Fortunately, there are other, more inspiring statistics that support the idea that women are, in fact, perfectly capable of orgasm. A recently published survey of more than 52,000 adults finds that lesbian women bring their wives and girlfriends to orgasm quite frequently. Another study finds that heterosexual women are almost always able to reach orgasm during masturbation. Apparently, it’s the part about being partnered up that messes up their flow.
So, in the interest of making sex more pleasurable for all women, here are some ideas, information, and advice on and about the female orgasm. Here’s how to help close the gap.

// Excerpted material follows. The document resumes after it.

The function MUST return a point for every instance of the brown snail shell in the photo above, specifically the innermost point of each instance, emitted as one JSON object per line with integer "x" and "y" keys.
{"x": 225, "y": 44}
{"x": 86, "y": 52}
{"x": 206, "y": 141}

Take an Interest in Her Pleasure
A lot of us develop our sexual scripts as adolescents, and that’s not necessarily a good thing. In a study of 71 young adults aged 16-18, researchers found that women were more likely than men to perform oral sex on their partners, even if they “didn’t want to.” Both male and female subjects contended it was a “bigger deal” for men to perform oral sex than it was for women. They also said it was “easier for men to receive oral sex than women,” and that cunnilingus was more “distasteful” than fellatio. Too often, girls who grow up believing their bodies are not deserving of pleasure become women divorced from their sexual potential. Take an interest in her pleasure. Be encouraging. Be enthusiastic. Do your best to reverse the script.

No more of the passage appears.